/Basic-Needs-Basic-Rights-BNBR-Kenya---Tech4MentalHealth

5th place solution of Zindi.africa challenge https://zindi.africa/competitions/basic-needs-basic-rights-kenya-tech4mentalhealth

Primary LanguageJupyter Notebook

Basic-Needs-Basic-Rights-BNBR-Kenya---Tech4MentalHealth

5th place solution of Zindi.africa challenge https://zindi.africa/competitions/basic-needs-basic-rights-kenya-tech4mentalhealth

Model

Single fine-tuned RoBERTa-base using Huggingface Transformers library with PyTorch.

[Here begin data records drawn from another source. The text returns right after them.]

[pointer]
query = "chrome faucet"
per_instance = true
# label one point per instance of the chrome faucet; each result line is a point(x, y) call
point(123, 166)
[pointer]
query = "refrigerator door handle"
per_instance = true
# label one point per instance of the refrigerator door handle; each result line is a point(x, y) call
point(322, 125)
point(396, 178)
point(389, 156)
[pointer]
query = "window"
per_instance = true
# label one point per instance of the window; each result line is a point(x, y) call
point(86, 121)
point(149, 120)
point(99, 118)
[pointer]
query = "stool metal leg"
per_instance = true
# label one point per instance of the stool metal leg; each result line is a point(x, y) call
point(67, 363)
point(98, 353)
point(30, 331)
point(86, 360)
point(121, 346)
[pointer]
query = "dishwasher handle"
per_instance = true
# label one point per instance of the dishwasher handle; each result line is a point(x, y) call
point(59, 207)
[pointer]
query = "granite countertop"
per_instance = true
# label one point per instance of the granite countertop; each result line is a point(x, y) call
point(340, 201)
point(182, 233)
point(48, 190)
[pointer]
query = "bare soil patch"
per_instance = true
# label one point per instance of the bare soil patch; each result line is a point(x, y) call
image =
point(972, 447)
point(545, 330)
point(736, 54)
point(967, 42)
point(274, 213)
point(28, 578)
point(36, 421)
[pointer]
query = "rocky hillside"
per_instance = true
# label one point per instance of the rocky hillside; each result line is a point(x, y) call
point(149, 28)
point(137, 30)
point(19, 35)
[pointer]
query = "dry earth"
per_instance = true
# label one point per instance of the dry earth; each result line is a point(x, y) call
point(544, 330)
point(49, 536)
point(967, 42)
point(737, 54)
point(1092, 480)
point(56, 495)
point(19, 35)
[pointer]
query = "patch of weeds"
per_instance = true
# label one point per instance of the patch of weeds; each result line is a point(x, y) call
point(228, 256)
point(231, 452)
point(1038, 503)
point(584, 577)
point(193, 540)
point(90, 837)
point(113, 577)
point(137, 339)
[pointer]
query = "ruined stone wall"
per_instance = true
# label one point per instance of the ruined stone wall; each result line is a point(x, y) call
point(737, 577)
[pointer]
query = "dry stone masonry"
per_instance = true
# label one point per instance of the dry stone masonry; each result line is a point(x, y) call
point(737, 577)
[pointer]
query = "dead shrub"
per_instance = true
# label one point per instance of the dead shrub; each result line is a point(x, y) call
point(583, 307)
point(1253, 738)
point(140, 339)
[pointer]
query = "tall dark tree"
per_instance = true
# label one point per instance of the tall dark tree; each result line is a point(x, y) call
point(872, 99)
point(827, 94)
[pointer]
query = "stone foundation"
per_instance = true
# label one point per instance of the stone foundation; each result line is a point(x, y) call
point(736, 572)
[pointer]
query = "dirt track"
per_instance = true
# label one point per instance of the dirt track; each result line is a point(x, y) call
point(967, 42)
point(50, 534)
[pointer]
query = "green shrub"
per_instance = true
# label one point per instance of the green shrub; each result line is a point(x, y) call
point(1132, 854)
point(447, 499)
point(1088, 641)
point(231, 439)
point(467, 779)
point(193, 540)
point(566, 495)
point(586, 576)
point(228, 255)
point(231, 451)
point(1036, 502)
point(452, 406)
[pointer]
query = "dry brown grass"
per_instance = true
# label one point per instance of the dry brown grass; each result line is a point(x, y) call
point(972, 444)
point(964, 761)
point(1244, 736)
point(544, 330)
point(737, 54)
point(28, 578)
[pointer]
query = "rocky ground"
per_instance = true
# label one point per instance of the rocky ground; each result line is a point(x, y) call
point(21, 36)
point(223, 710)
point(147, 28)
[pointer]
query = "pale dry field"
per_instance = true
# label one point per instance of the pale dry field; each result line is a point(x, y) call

NB: Not doing text preprocessing/cleaning performed better than doing so. All I had to do was remove duplicated texts.

Hyperparameters

3 epochs.
Learning rate of 5e-5.
Batch Size of 8.
0.1 weight decay.
0.6 Multi-Sample Dropout.
Learning rate scheduling (Linear).
Max text length of 35.

Training.

5 cv folds run 5 times with different seeds used in sampling data making a total of 25 runs. This was done in order to reduce variability in predictions as the data was very small. Test data predictions were done between folds, and later averaged in total.

NB: Not doing text preprocessing/cleaning performed better than doing so. All I had to do was remove duplicated texts.